A pre-feminism forum was designed for women because they had no voice in broadcasting. By contrast, men are vigorously represented by the media.
One of the major channels, Sky Sports, has been invented for men. Dave is for men. The whole of Radio 5 is tonally for men, prizing certain opinion above discussion.
Male presenters take most of the work and the money. During the election coverage, women were sent into purdah.
So this is less about marginalisation and more to do with what urban designers call “shared space”.
I suspect that men were more welcoming when women could be absorbed, as a former male newspaper editor put it, as “ honorary white men”.
Now the numbers are greater, the sense of cultural infringement is more acute.
Men have to pretend to take an interest in relationships, lampshades, women's tennis (as opposed to pictures of women tennis players); Jennifer Aniston, health (as opposed to sports injuries); Hilary Mantel, low self-esteem, women's views on anything.
Men may welcome female participation in public life in principle, but there is also a sneaking sympathy towards Peter Mandelson for reportedly telling Harriet Harman to “shut up”.
The male construction constantly used on Radio 5, “If you ask my opinion”, has no female translation because most women do not assume that anyone would ask their opinion.
Global attitudes suggest that the male sense of entitlement is undimmed by feminism.
A survey of 22 nations by the International Herald Tribune last week concluded that in developing countries and rich ones alike there is a hypothetical belief in equality.
But many also believe that men should get the jobs and the educational chances. This is naturally reflected in broadcasting.
It is not only what women have to say but the timbre of their voices that disturbs the natural order.
One woman non-exec told me that there was a selective deafness towards her at board meetings.

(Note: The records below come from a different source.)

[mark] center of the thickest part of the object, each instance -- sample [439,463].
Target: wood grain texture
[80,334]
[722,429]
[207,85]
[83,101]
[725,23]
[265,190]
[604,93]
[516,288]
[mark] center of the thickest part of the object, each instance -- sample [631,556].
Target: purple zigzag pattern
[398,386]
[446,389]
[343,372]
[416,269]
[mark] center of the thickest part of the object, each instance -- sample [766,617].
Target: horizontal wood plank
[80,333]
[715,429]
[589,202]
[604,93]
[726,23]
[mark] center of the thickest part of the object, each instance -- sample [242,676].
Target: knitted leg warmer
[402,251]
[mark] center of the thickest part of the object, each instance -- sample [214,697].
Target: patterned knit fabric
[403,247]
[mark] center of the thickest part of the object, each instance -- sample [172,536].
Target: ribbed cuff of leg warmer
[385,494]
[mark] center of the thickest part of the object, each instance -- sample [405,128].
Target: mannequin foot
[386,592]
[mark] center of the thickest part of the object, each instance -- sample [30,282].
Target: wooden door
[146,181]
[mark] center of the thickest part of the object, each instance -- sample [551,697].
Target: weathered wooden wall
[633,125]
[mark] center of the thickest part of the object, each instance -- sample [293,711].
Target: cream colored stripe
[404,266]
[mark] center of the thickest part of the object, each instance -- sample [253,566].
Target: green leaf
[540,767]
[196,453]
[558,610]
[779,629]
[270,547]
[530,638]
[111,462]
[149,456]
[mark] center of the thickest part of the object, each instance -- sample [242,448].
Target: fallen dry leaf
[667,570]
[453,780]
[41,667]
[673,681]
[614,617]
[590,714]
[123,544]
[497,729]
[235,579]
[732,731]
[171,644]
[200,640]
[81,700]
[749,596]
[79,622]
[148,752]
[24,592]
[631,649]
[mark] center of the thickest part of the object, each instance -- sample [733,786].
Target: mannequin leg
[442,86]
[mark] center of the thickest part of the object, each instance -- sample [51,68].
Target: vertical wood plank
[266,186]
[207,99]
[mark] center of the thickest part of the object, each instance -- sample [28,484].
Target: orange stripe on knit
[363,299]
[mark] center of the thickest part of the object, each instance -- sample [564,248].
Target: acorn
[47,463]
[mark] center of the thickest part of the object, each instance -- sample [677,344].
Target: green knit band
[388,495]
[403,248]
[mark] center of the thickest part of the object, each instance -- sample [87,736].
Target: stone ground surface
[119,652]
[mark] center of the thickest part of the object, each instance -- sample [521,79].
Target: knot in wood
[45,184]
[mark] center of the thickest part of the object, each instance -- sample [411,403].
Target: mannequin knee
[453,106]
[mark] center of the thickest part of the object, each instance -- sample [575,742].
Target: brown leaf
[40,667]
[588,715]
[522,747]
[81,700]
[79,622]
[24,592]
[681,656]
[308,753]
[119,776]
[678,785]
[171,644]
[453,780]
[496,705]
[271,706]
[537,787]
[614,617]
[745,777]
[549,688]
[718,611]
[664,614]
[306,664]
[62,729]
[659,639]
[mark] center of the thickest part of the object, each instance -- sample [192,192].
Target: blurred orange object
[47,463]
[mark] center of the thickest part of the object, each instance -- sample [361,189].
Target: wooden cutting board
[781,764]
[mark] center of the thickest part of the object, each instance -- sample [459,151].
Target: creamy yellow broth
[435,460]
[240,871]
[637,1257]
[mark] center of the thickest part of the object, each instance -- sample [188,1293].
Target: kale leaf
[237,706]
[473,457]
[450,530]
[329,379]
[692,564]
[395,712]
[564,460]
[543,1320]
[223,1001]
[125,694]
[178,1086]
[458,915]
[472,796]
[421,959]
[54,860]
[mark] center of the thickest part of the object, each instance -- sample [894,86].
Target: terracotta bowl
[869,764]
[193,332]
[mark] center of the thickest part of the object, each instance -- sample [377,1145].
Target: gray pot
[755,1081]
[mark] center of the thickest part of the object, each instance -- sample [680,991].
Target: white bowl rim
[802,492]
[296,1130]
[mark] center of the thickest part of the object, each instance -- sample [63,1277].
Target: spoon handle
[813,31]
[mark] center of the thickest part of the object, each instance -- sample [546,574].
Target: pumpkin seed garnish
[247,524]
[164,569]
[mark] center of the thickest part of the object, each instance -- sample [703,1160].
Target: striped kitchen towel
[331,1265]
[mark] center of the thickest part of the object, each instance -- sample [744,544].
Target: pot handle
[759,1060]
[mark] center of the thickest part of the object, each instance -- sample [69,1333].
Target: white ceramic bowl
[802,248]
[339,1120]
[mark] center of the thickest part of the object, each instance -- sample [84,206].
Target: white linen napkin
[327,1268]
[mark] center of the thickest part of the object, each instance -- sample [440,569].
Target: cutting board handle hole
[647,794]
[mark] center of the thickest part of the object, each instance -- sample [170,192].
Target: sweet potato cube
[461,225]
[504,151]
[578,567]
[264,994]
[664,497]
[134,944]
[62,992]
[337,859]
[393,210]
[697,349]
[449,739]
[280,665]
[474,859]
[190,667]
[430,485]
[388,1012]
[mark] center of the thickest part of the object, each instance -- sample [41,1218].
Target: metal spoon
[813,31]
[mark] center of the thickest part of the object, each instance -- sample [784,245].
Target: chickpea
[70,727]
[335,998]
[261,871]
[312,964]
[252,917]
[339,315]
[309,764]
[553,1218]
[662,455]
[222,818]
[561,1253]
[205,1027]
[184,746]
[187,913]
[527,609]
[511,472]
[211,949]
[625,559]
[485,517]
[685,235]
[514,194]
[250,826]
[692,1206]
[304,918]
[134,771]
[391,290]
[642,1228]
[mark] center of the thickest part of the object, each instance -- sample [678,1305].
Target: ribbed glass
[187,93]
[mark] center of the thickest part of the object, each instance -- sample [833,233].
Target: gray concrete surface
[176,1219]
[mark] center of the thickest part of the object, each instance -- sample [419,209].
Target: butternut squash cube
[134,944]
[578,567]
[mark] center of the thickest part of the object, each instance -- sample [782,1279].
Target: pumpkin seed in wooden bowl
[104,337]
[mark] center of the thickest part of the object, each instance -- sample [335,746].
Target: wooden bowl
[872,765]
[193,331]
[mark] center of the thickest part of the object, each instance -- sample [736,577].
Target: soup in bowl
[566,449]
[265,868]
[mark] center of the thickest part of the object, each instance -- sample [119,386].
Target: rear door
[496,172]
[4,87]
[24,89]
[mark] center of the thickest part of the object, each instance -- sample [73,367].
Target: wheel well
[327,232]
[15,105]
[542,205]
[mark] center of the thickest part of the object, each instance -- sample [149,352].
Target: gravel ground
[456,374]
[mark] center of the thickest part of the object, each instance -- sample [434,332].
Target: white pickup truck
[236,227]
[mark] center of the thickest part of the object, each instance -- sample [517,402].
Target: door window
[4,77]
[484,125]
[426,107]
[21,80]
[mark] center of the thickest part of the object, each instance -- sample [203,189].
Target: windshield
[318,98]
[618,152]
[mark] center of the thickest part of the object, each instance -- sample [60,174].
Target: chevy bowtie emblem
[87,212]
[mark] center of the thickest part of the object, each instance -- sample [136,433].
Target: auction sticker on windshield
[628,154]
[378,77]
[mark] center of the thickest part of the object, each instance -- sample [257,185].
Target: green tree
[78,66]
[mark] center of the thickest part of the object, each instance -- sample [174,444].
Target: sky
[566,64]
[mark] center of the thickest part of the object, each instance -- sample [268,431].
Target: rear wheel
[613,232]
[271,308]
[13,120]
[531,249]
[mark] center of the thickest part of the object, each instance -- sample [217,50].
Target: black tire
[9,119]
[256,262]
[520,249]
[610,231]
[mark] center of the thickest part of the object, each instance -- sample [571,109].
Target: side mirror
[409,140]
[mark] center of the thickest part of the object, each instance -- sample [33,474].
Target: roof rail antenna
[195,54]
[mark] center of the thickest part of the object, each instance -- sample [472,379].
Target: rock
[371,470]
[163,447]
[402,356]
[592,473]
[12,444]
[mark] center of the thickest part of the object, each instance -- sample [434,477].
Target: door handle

Men did not intend to be rude when they talked over her. It was simply that her voice resembled the Mosquito anti-teen sonic devices, unheard by the adult population.
If men unavoidably hear a female voice on radio, they do not feel rage, but they do notice the aberration, in the same way that Radio 4 listeners note, with slight puzzlement, the fruity Caribbean tones of Neil Nunes.
People form stronger, more divisive, opinions about female presenters than male ones. Men surrounded Stephanie Flanders at the FT party last week as if she were a strange though gorgeous specimen.
I am not sure women fantasise about Robert Peston in quite the same way.
On another newspaper, I was hotly accused by a distinguished male journalist of running “girlie” commentary pages. I checked back to the offending columns and found they were by Emma Duncan, deputy editor of the Economist, and Flanders. They are the least girlie women I know. Yet their gender overpowered the poor man's perceptions. He got no further than the imagined perfume.
Men's Hour makes no sense as an extension of Top Gear, but it could have a reassuring role balancing the world view of Woman's Hour.
Recipes could concentrate on chillies, domestic tips would pertain only to gadgets. Nothing on rape.
And, most of all, everyone could talk and nobody would listen. It could be a programme mercifully free of the strange buzzing sound of a female voice.